誤った対応をしてしまうと、人材が育たないばかりか早期退職という悲しい事態に陥ってしまいます。どのように対応をしていくのがよいのか、あるシーンをとりあげてか考えてみます。
ー 職場の新人 ー
これはある職場での出来事です。育児休暇をとった職員の代替として派遣社員が期間限定で勤務することになりました。彼女は派遣社員として過去いろいろな職場で働いた経験がありました。その彼女の指導係として、中堅職員が任命されました。指導係は新人教育には初心者でした。新人の彼女は、指導係に毎日何度も同じ質問を繰り返していました。
ー 指導係がしたこと ー
初の勤務から数日後、新人の彼女は所属長に「辞めたい。わからないことがあっても聞けない。もう自信がない。」と伝えました。指導係は彼女からの質問の際に「前にも同じこと言ったよね。」「昨日も教えたよ。」と言っていたそうです。所属長は、彼女の辞めたい理由が指導係のとった言動が原因だと知り、彼女に指導係の対応がよくなかったことをお詫びしました。
そして所属長は、翌日指導係に言いました。「何度同じことを聞かれても、嫌な顔をせず優しくその都度答えてあげてください。聞きにくい雰囲気にしてはだめです。」と。
ー 対応を変える ー
その後指導係は、何度同じ質問をされても丁寧に答えるようになりました。新人で入った彼女もすっかりやる気を取り戻し、時間をかけながら出来る仕事を増やしていきました。こうして中堅職員も人材育成の難しさを知ったのです。
初めの一歩とはそうです。人材育成に必要なことは「スキル」「環境」「関係性」「動機づけ」までを一体で整えることと最初に書きましたが、その中の「環境」「関係性」に対応しているのが「職場の雰囲気作り」でしょう。
質問しやすい職場の雰囲気作りで人材育成は始まり、そして可能となるのです。
ー 子育てに似ている ー
人材育成は、子どもを育てる親と同じ、と考えることができます。
だれでも親として初心者で始まりますが、子どもを育てる場面を経験するにつれ自己都合の優先を控え我慢することができるようになります。
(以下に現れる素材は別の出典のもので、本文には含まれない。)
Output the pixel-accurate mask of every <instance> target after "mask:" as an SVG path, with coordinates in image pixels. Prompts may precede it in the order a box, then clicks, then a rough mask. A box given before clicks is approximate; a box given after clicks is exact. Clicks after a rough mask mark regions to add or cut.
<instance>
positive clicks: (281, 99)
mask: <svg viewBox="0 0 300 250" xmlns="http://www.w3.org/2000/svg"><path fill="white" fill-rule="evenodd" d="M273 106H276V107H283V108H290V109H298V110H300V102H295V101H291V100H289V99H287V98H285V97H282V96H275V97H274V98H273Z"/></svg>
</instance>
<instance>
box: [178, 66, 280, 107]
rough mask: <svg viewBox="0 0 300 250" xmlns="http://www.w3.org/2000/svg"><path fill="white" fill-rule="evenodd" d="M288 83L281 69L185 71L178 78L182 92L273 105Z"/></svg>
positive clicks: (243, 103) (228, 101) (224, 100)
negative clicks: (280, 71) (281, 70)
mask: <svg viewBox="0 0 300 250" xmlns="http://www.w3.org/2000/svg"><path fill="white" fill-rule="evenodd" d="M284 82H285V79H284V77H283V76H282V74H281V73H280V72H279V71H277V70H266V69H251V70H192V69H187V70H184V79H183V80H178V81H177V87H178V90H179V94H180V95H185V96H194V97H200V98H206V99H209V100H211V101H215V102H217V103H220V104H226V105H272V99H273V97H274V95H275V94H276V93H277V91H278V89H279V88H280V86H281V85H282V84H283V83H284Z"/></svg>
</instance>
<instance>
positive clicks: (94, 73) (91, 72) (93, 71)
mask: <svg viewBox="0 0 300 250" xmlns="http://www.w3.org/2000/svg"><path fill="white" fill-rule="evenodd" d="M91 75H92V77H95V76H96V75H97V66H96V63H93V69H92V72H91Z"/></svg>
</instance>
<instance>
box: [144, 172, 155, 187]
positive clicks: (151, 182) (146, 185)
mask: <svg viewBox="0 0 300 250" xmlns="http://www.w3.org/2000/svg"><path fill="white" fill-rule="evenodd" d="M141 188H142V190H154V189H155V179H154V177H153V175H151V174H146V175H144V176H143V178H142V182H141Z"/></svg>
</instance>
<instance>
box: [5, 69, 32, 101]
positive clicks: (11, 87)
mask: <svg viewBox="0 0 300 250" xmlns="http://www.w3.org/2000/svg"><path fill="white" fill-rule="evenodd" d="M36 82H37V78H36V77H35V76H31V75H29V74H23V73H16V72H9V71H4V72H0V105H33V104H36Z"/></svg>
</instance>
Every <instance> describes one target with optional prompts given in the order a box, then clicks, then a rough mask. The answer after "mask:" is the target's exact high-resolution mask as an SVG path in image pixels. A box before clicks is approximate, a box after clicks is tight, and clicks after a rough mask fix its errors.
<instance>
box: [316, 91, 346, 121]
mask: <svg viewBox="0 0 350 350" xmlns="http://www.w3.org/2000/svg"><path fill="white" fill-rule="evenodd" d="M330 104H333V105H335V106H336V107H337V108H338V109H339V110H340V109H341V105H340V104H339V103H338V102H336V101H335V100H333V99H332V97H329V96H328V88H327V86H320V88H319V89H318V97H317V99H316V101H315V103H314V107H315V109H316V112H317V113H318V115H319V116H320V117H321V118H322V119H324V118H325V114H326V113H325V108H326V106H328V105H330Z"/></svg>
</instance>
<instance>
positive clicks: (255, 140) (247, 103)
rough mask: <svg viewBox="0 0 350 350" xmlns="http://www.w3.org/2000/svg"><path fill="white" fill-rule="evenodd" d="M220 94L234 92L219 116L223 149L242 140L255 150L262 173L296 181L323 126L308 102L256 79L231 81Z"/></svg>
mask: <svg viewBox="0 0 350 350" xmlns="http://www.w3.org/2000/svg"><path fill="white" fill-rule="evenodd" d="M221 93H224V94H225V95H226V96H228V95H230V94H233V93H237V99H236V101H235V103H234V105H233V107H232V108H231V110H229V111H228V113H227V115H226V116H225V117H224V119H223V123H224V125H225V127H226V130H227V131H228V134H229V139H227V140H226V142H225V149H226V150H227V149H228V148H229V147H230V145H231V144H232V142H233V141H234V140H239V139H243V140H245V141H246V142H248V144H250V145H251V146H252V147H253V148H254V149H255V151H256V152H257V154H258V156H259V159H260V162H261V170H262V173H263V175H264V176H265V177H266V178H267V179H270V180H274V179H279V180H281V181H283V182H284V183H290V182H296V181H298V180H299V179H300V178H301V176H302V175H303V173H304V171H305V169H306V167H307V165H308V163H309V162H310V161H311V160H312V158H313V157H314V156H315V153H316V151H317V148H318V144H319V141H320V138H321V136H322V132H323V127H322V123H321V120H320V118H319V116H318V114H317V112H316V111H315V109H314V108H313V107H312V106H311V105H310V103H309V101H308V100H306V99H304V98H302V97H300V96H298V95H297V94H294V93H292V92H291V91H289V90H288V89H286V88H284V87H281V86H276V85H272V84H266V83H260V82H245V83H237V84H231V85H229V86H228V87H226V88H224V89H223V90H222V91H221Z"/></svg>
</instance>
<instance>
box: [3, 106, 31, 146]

そして、突然の事象が起こっても冷静に対応していく経験を積み、感情に振り回されることなく善悪をわかりやすく説明してあげることができるようになります。
日々繰り返し同じことを継続して教え、子どもができるようになるまで見守ってあげます。そして一人の人間として扱い、尊重していくのです。
ー 柔らかな雰囲気 ー
このように、人を育てる場面は自己成長できる場面でもあり、職場での人材育成においても双方が成長できる場面であるといえます。ですので、決して人材育成とは、上の者が下の者を指導する、という誤った解釈でとらえるべきではありません。
また、双方が反発して離れていってしまってはそれで終了、進歩がありません。教える者、教えられる者お互いが干渉できるところを大事にするのです。教える者は質問しやすい、柔らかな雰囲気で接します。
初めの一歩、質問しやすい職場の雰囲気作りで人材育成は始まり、そして可能となるのです。
そして、人を育てる場面は自己成長できる場面でもあり、職場での人材育成においては双方が成長できる場面となります。
ー まとめ ー
今回職場での人材育成のシーンについて、いかがだったでしょうか。
教える者は質問しやすい、柔らかな雰囲気で人に接することによって、質問しやすい職場の雰囲気となりました。そしてそれは双方の人材育成の始まりとなることがわかりました。
皆さんの職場でもぜひ初めの一歩として、まずは質問しやすい職場の雰囲気作りから人材育成をスタートさせてみてください。